Chemistry : Thallus K+ dingy yellow, C+ orange, KC+ orange-red; containing atranorin (minor) and 6- O -methylarthothelin (major).
S: Central Otago Mountains (Dunstan Ra., Old Man Ra.). On exposed summit tundra and fellfield, and in tussock grassland where it grows over dead grass, decaying moss, plant detritus, and old rabbit droppings on soil in inter-tussock spaces (Galloway et al. 1998: 7). It associates in these habitats with Frutidella caesioatra, Lepraria neglecta, Megaspora verrucosa and Rinodina olivaceobrunnea.
Endemic
Illustrations : Nordin (2004: 356, fig. 1; 357, fig. 2).

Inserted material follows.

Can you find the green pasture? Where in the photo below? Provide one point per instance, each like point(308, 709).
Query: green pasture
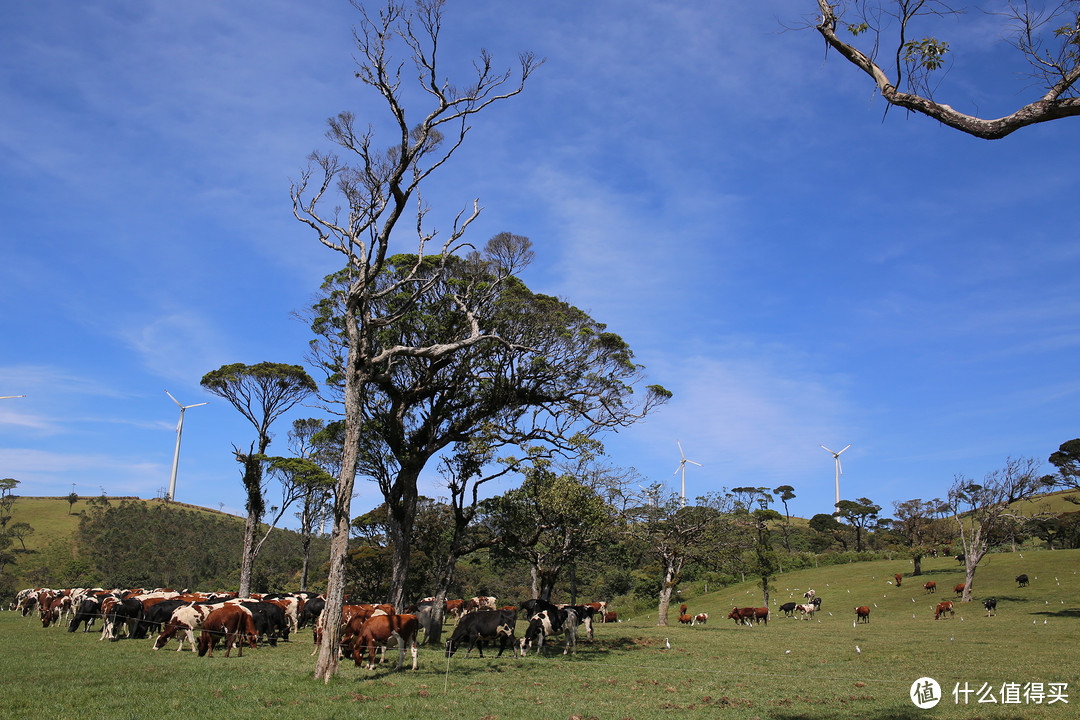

Tetramelas confusus is characterised by: the terricolous habit; a wide-spreading, whitish, warty-papillate thallus; often numerous, jet-black, epruinose, lecideine apothecia with a well-developed slightly raised margin to the discs; grey-brown, 1-septate ascospores, 13.5–25 × 5–7.5 μm. Sterile thalli could be mistaken for Lepraria incana or sterile Brigantiaea fuscolutea, but the characteristic thallus chemistry discriminates Tetramelas confusus from these superficially similar and often sympatric taxa. The presence of 6- O -methylarthothelin in New Zealand specimens provisionally assigned to T. papillatus suggests that the New Zealand material might be closer to the arctic-alpine species T. insignis (Nägeli ex Hepp) Kalb, but further studies are needed to clarify this. Nordin (2004) reports that in its character traits, T. confusus is intermediate between the arctic-alpine species T. papillatus s. str., and T. insignis. Tetramelas papillatus has a thicker, whiter and more coherent thallus; smaller, broadly sessile apothecia with margins that are not flexuous and often excluded, and it does not contain 6- O -methylarthothelin. In T. insignis the apothecia are distinctly larger than in either T. confusus or T. papillatus, and the thallus does not contain atranorin (Nordin 2004: 357, tab. 1).